The lawsuit filed by the writers was against the database firms. According to Murray, it was the database firms that drew the 36 publishers into the fray, relying somewhat on the indemnification clauses in their contracts. Once claims for the settlement have been paid, no freelance author can sue either the database firms or the 36 publishers named in the suit for the material covered. Failure to take advantage of the claim process in the 120-day time period will vitiate the rights of any writers to further legal action against those parties. However, as Murray pointed out, publishers not named in the suit would still be vulnerable.
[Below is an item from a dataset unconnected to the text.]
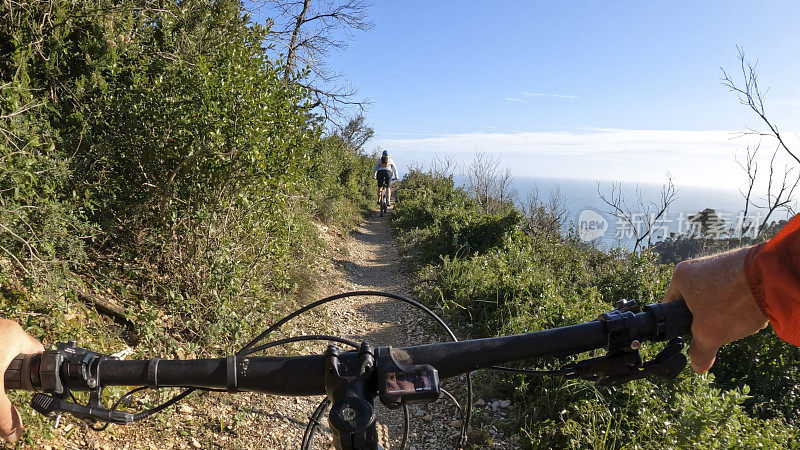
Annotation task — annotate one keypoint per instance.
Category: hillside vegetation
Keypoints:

What about other kinds of writers (e.g., scholars) who do not get paid for the articles they write? (Scientific studies were explicitly excluded from the settlement.) Could scholars take legal action? Murray did not see why not. Although the current settlement agreement focused on the money authors lost from infringement, Murray thought one could make a case for suing for the profits infringing publishers might have made. In law, the concept is called "unfair enrichment."
One set of parties remains without remedy. Consumers still turn to databases expecting comprehensive coverage and do not receive it, since articles have been removed or were never entered into the files. Murray hoped that the settlement would encourage authors to allow publishers and database firms to incorporate missing material into their databases. Since failure to grant future electronic rights permission knocks 35 percent off the fees paid to claimants, the authors should have sufficient motivation.
Now, if we could only guarantee that publisher and database firms would rise to the occasion.
UPDATE - April 13, 2005
A NewsBreak reader alerted us to possible confusion in one aspect of our coverage of the freelance author's settlement arrangements. I had cited Kay Murray, general counsel for the Authors Guild, as the source for the assertion that the terms would prevent writers from pursuing legal action against parties named in the suit after completion of the settlement process. In a follow-up interview, Murray responded, "I stand by my statement." She pointed out that "if people want to opt out, they can retain their right to litigate. Methods for opting out will be clearly set forth in the notice to be published and mailed." Murray also referred to the option to retain future publishing rights, as described in the NewsBreak ("65 percent of the payment compensates for past infringement and 35 percent for future electronic use. If claimants decide not to grant future electronic rights, they only receive 65 percent of the compensation amounts. The same reduction applies to those authors who have signed retrospective approvals but still want recompense for past infringement.") Murray had mentioned the "opt-out" terms in the original interview.